With what he calls a “labor force” that includes 119 mission co-workers and long-term volunteers as well as 63 Young Adult Volunteers – serving in at least 42 countries abroad as well as stateside – the Rev. José Luis Casal is clear on what is the mission of Presbyterian World Mission.
“Our principle is that we don’t teach our partners anything,” Casal, World Mission director, told the Rev. Dr. J. Herbert Nelson Monday during a lively “Coffee with the Clerk” Facebook Live event.
“We look at mission in a different way,” said Casal, a native of Cuba and longtime ecumenist who was announced as World Mission director two years ago. “We work with (mission partners) on work that is God’s work and God’s mission.”
Over the last few months, four consultations – in Kenya, Germany, Thailand and Colombia – have been held to allow the partners and mission coworkers the opportunity to offer up feedback on how that work is going.
“We asked them to tell us in what way we have achieved and how have we failed or fallen short,” Casal told Nelson. The reaction was positive, he said, and people were grateful for the chance to have their say.
“They told us it was the first time we have been put together to discuss among ourselves,” Casal said. “These groups discussed what are their needs and what resources do they need to accomplish their hopes and dreams. It’s a chance to look at the future while being a main actor at what’s happening now.”

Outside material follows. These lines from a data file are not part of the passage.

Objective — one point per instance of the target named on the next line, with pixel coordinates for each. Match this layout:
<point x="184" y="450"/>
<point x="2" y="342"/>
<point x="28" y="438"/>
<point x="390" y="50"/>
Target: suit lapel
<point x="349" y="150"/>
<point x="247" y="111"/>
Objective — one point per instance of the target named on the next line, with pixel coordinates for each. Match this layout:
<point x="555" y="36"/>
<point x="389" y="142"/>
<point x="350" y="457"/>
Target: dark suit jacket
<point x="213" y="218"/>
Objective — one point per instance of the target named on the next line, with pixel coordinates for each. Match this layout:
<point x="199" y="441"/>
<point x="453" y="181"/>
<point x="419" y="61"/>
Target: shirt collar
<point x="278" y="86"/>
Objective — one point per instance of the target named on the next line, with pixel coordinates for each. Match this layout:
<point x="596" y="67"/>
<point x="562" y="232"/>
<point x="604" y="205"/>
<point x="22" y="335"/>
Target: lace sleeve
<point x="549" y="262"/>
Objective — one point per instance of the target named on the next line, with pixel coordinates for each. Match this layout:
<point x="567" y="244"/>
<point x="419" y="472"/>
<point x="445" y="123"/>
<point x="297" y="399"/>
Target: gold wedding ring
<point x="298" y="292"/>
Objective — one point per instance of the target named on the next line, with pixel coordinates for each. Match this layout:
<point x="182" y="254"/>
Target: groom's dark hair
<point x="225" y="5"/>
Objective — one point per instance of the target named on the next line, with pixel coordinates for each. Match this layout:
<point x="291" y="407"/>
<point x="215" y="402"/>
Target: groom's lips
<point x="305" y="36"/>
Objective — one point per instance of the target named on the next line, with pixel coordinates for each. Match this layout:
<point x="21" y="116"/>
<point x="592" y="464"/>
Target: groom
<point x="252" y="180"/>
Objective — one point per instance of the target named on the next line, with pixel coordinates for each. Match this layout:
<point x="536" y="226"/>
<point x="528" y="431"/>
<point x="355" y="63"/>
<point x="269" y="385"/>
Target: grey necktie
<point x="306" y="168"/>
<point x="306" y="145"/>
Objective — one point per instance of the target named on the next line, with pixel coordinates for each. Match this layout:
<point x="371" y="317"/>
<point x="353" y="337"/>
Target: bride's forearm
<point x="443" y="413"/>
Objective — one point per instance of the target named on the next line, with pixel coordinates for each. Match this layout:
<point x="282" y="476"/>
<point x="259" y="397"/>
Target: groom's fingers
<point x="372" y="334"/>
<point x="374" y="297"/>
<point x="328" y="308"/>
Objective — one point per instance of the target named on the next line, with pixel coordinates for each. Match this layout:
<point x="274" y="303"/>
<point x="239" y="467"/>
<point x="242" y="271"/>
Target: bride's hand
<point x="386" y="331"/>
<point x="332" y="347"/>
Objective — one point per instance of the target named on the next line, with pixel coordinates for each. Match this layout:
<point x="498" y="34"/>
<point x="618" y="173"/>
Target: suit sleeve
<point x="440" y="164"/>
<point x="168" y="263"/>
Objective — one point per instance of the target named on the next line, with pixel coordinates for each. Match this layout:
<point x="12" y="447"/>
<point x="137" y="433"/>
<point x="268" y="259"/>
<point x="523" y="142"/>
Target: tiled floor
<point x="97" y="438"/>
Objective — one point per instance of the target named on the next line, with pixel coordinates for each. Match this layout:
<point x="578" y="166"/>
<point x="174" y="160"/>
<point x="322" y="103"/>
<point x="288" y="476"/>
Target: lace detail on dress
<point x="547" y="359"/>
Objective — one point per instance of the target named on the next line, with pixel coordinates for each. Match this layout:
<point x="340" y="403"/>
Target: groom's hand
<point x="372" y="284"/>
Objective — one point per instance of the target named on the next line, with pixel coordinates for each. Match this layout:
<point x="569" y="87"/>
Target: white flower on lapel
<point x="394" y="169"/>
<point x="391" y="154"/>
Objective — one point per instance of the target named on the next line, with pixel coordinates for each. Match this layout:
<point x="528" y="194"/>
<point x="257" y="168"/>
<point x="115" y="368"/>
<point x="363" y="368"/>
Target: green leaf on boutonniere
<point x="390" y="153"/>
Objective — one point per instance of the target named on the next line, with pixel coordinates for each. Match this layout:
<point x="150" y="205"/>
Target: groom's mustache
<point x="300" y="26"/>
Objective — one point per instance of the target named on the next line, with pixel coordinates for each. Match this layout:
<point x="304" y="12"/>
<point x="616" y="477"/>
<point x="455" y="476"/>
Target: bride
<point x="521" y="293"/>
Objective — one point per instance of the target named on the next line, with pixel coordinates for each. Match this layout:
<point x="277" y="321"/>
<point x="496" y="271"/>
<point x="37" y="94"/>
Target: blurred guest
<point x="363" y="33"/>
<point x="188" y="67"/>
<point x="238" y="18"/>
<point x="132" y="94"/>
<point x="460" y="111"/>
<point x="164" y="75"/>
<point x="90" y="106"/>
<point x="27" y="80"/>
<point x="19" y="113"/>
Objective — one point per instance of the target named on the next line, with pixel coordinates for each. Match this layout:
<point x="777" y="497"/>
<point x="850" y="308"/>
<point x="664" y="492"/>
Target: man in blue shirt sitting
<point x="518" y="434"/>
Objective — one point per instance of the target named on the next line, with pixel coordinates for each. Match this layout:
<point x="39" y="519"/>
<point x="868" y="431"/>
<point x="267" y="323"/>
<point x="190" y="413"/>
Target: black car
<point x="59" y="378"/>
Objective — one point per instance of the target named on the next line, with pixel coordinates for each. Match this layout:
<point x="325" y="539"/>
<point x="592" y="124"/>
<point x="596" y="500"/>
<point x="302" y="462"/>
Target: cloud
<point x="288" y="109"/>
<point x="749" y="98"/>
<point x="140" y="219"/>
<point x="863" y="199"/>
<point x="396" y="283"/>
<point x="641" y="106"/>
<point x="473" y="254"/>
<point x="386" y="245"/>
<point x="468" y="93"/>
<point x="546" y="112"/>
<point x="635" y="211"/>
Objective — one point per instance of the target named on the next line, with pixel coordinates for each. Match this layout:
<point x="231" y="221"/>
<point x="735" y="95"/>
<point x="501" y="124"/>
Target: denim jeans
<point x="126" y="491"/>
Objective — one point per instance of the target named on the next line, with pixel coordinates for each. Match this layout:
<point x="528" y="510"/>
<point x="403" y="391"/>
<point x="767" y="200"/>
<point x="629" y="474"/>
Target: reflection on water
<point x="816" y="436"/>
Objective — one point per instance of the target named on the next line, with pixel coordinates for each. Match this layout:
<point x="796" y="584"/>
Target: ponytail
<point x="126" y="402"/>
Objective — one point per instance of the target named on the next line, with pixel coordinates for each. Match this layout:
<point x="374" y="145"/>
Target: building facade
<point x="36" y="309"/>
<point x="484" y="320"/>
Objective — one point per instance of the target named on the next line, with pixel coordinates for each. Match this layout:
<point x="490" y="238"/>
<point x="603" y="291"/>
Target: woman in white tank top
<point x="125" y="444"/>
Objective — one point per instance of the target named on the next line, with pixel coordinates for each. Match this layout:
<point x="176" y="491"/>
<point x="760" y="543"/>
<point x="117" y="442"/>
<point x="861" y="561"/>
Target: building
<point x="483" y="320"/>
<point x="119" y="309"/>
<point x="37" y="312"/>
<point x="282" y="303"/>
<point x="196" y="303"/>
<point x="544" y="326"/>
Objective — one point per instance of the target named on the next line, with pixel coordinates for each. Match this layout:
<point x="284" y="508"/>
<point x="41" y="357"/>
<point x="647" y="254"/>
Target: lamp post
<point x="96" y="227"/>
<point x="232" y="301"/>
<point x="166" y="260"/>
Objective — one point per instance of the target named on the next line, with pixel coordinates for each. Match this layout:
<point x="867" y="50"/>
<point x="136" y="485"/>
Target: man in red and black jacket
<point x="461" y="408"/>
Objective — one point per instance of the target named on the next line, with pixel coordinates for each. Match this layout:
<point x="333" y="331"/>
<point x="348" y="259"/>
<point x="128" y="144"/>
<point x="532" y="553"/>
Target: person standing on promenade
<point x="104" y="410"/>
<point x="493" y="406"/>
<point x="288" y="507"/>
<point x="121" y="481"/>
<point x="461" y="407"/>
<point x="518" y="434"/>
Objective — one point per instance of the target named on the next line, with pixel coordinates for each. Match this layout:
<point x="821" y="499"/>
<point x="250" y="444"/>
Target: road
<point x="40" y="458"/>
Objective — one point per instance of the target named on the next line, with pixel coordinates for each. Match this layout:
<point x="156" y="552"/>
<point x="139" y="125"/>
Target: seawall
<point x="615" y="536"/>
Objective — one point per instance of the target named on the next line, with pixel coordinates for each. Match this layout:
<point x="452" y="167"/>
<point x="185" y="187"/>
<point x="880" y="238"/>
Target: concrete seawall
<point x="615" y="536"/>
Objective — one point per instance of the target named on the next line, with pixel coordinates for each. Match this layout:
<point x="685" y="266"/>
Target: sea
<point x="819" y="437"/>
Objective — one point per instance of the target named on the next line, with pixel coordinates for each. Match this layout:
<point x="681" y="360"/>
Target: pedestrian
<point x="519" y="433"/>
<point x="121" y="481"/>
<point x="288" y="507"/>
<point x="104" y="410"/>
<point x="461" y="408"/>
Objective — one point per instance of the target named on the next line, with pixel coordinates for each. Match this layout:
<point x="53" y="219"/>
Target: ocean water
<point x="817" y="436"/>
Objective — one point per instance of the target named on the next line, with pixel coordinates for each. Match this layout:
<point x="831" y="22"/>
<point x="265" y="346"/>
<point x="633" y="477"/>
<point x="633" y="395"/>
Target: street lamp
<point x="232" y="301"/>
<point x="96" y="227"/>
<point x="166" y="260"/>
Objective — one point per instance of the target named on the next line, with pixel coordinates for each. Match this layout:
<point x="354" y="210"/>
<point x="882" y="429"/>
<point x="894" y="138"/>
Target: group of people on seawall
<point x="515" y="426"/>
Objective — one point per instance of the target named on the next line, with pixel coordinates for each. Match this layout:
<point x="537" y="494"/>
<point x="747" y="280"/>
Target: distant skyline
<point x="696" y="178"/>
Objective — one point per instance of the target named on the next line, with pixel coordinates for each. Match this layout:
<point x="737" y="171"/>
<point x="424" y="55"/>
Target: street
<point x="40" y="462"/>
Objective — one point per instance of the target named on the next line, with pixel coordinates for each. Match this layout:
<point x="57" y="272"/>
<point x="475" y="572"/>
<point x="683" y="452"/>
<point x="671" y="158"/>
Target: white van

That’s a far different model from traditional mission work, Nelson noted, when mission workers “imposed their will to people on the ground.”
“We are used to coming in with money and putting it on the table,” Nelson said. “The model is shifting to sitting, hearing, finding out and assessing what people need. It is liberating on one hand but difficult on the other hand.”
To date the feedback process has pointed out the need for more people of color to serve as mission co-workers, Casal said.
“It’s not that we are dissatisfied by the percentages” that people of color represent among mission co-workers, he said. “But our goal is to have a more diverse group, and it’s the same with the Young Adult Volunteers,” whom Casal called “the future of our mission work” because “so many of our YAVs become mission co-workers, and that’s been a source of renewal for our work in mission.”
Among the best qualities of the young volunteers?
“They provide new blood, reduce the age of the mission co-workers and they come in with new and fresh ideas,” Casal said.
Using a similar model as the international consultations, upcoming national consultations are planned for March 21-23 at the Calvin Center outside Atlanta, April 4-6 at Stony Point Center in Stony Point, N.Y. and May 9-11 at Zephyr Cove in Zephyr Cove, Nevada.
“We want everyone to be part of this new vision, part of the solution,” Casal said. “We want to understand where God is taking us in this work.”
God’s mission starts with the neighborhood and extends throughout the world – and it includes an ecumenical imperative, Casal said.
“We have to abandon the idea we are doing this work alone,” he told Nelson. “We have to work with colleagues and the faithful in other denominations and other traditions who are willing to work with us … We need people who really believe we are not alone, that we can break the systems of oppression that are in place in many parts of the world and build new systems of justice and bring in the gospel with all its context. That new world needs the proclamation of the message of Jesus Christ.”
Who’d have believed a decade or two ago that we’d see movements like Black Lives Matter being effectively and courageously led by young people, Nelson said.
“Even as these movements happen across the country and around the world, there are immigrants at the border, and that requires us to do some significant thinking,” Nelson said. “We have to have that perspective that speaks to the broader issues,” including hunger and the degradation of the environment.
That’s exactly how many mission co-workers spend the bulk of their time and talent in the mission field, Casal said.
“Mission co-workers do ministry with women, educate women and children, address the root causes of poverty and work in agriculture in many different countries. We need to increase that participation,” he said. “It cannot be just the welfare approach, something you connect with charity. Our personnel more and more are required and requested to be part of the movement of what’s going on in those countries.”
During an international consultation, a mission co-worker explained privately to Casal he’d gotten himself in a bit of a political jam. “I thought it was the fair thing to do. I thought it was for justice,” he told Casal of a particular action he’d taken.
“You know what? I am with you. If you did it for the justice of the gospel, I am with you,” Casal told the missionary, “because you are proclaiming the gospel when you are involved in justice issues.”
“Some people might be concerned we are emphasizing justice and peace but not evangelism,” Casal added. “But evangelism is not just announcing the gospel. It’s living out what we announce.”
“We are speaking very much the same language,” Nelson replied. “The reality is, the only way to evangelize is to come with a justice understanding. Those individuals who are marginalized need someone to stand with them.” Nelson recalled a church he once served where “it was a stand for justice that brought people to the church.”
Mission is work “that we have to do with others — other Christians, other faiths around the world,” Casal said. “God’s mission is done by God’s children — and God’s children is everybody.”